И в разгар сочинения очередного пространного самооправдания, сопровождаемого мольбой о прощении, на меня накатывают тревожные и противоречивые чувства: я осознаю собственную непорядочность, граничащую с прямой подлостью: мне становится стыдно; я самым искренним образом раскаиваюсь в содеянном, но вместе с тем во мне крепнет убеждение, что на самом деле я ровно ни в чем не виноват и что беззащитная бедняжка Элизабет шагнула под колеса грузовика, изведенная не столько безнадежной любовью, сколько неугомонными индусами, в третьем часу ночи готовящими у себя в комнате блюда национальной кухни, омерзительный запах которых разносится по всему доходному дому. Не стоит забывать и о Биргитте, которая, конечно же, должна была стать для страдающей подруги покровительницей и защитницей, а она между тем валяется на постели в другом конце комнаты и зубрит английскую грамматику, и ей наплевать (или она делает вид, будто ей наплевать) на мои душевные терзания! Как будто она ни в чем не виновата, раз уж Элизабет сломала под колесами руку, а не шею. Как будто все, что вытворяла с нами удалившаяся в Стокгольм бедняжка, исключительно на ее совести… а не на Биргиттиной… и не на моей тоже. Но, разумеется, Биргитта виновата ничуть не меньше моего: мы оба в равной мере воспользовались - и попользовались - уступчивостью Элизабет. В равной мере?.. Но разве не к ней - куда больше, чем ко мне, - тянулась Элизабет в те минуты, когда искала ласки и утешения? Когда, обессиленные, мы втроем лежали на ковровой дорожке (потому что брачные игры затевали главным образом не в постели, а на полу), когда мы лежали, голые или почти голые, когда мы лежали, удовлетворенные, усталые и самую малость смущенные, именно Биргитта всякий раз обнимала Элизабет за шею, гладила по лицу и нашептывала на ухо нежные слова, чисто по-матерински убаюкивая ее. Мои руки, мои пальцы, мои слова теряли в эту минуту малейшее значение. Мои руки, мои пальцы, мои слова - все это было непререкаемо важно, но только до тех пор, пока я не кончал, а едва это случалось, мои партнерши припадали друг к другу, как две птички в скворечнике, как два голубка в гнезде, где определенно нет и не может быть места для третьего…
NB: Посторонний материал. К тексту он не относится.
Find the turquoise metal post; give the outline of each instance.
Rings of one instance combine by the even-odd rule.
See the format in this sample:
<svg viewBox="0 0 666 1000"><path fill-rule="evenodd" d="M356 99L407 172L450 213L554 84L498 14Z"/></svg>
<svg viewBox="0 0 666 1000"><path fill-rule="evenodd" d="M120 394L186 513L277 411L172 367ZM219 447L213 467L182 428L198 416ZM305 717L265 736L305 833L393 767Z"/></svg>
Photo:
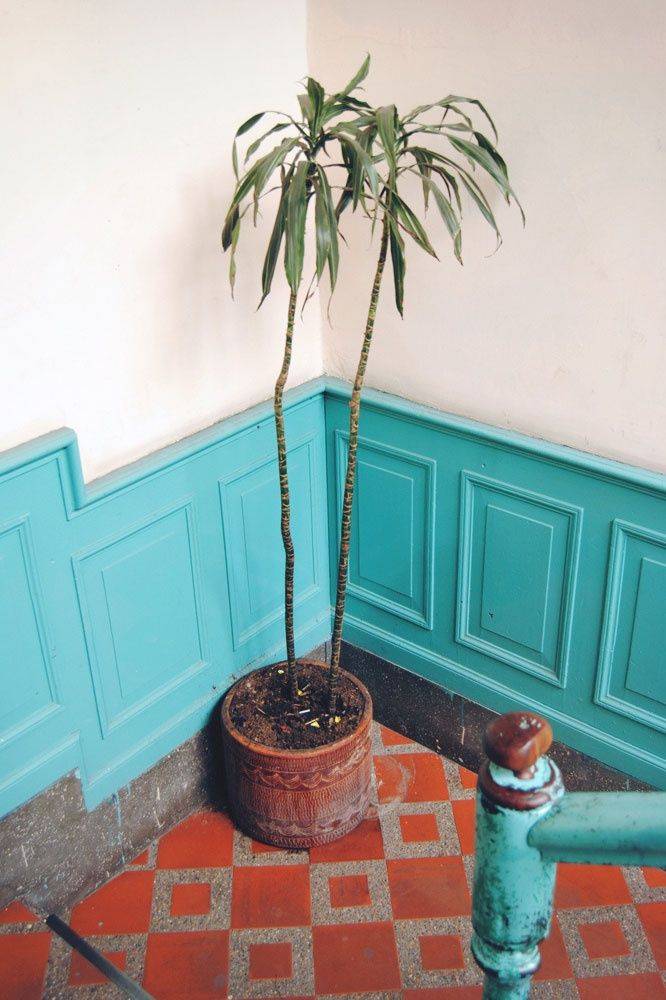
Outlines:
<svg viewBox="0 0 666 1000"><path fill-rule="evenodd" d="M666 868L666 792L567 792L527 840L551 861Z"/></svg>
<svg viewBox="0 0 666 1000"><path fill-rule="evenodd" d="M556 863L528 842L563 793L545 756L552 731L531 712L514 712L487 729L489 760L479 772L472 952L484 970L485 1000L529 997L539 942L550 930Z"/></svg>

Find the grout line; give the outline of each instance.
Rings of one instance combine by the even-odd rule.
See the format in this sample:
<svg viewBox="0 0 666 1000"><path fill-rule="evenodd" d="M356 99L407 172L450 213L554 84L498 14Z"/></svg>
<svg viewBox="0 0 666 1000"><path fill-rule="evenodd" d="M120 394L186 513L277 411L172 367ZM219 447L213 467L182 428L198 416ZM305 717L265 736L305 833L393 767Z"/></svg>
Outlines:
<svg viewBox="0 0 666 1000"><path fill-rule="evenodd" d="M138 983L135 983L133 979L126 976L113 962L110 962L100 951L97 951L97 948L93 948L88 941L79 937L76 931L73 931L69 924L66 924L55 913L51 913L46 918L46 923L70 948L74 948L80 955L83 955L91 965L99 969L102 975L106 976L110 982L114 983L128 997L135 997L135 1000L154 1000L154 997L150 993L146 993Z"/></svg>

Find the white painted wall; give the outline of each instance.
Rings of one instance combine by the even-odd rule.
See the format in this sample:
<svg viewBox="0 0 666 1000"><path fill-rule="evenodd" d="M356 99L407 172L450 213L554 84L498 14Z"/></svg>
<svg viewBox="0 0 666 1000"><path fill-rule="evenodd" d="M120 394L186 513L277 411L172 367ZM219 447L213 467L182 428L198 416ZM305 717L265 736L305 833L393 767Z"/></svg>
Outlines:
<svg viewBox="0 0 666 1000"><path fill-rule="evenodd" d="M296 106L305 42L305 0L0 5L0 447L69 425L92 478L271 395L269 232L233 303L220 227L233 132ZM315 303L292 382L321 370Z"/></svg>
<svg viewBox="0 0 666 1000"><path fill-rule="evenodd" d="M665 36L663 0L5 0L0 447L67 424L90 479L271 394L286 294L255 313L264 227L231 300L230 139L369 50L373 102L487 99L528 211L490 258L470 221L464 269L413 249L369 383L666 470ZM374 249L347 228L292 383L353 373Z"/></svg>
<svg viewBox="0 0 666 1000"><path fill-rule="evenodd" d="M490 258L470 221L463 269L443 236L442 263L412 248L404 321L383 290L369 384L666 471L665 39L663 0L312 0L315 76L370 51L373 103L486 100L528 214L523 232L499 207ZM376 252L348 230L325 352L346 378Z"/></svg>

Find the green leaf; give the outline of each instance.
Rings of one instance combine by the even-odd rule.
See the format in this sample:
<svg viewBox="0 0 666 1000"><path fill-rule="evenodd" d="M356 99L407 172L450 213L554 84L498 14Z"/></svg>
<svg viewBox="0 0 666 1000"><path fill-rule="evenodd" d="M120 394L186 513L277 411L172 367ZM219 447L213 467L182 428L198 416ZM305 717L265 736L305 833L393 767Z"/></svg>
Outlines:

Оставив письмо недописанным, я выхожу на улицу и совершаю прогулку по Лондону (как правило, по направлению к Сохо), чтобы успокоиться и собраться с мыслями. Разгуливаю как Раскольников (не столько книжный, сколько изображаемый болваном Уилсоном), "продумывая все как следует". Разумеется, я завидую хладнокровию, с которым восприняла неожиданный поворот событий Биргитта. Но раз уж мне не дано выйти на такой же уровень бесчувствия и проникнуться той же силой духа (если, конечно, речь идет о силе духа), может быть, имеет смысл попытаться поставить себя на ее, Биргиттино, место? Использовать свои мозги, мозги фулбрайтовского стипендиата, по разумному назначению? Продумать все как следует, черт побери, это же на самом деле нетрудно! Связавшись с этими девицами, ты ведь не собирался разыгрывать из себя святого! И в мыслях такого не было… И возился ты с ними на ковре вовсе не затем, чтобы порадовать заморскими победами отца с матерью, остающихся на родине. Ни боже мой… Значит, или возвращайся домой и щупай, насколько она тебе это позволит, "Шелковую" Уолш, или оставайся здесь, веди себя как вздумается и не скрывай от себя, что тебе вздумалось именно это! Биргитта, знаешь ли, тоже человек, и ведет она себя чисто по-человечески. Душевная сила и ясность ума - вот признаки чисто человеческого поведения (конечно, если ты на него способен), а скулить и хныкать позволительно в четыре года, в пять и больше - уже стыдно! И нечего называть себя плохим мальчиком! Элизабет совершенно права: Гитта - это Гитта, Бета - это Бета, и пора бы Дэвиду наконец стать Дэвидом!
"Продумывая все как следует", я достаточно быстро добираюсь до воспоминаний о той ночи, когда мы с Биргиттой пристали к Элизабет и буквально замучили ее расспросами о том, чего же ей втайне хочется сильнее всего на свете - настолько стыдного, что она не решается не только это сделать, но даже просто-напросто об этом подумать. (Мы с Биргиттой уже успели обменяться подобными секретами.) "Что-нибудь такое, Элизабет, в чем тебе стыдно признаться, стыдно признаться самой себе". Судорожно вцепившись в одеяло, которым мы, стащив его с одной из кроватей, укрылись на полу, Элизабет тихо плачет, а затем, отплакавшись, сообщает нам на своем очаровательно-певучем английском: ей хотелось бы, чтобы ее, запрокинув на спинку стула, взяли сзади.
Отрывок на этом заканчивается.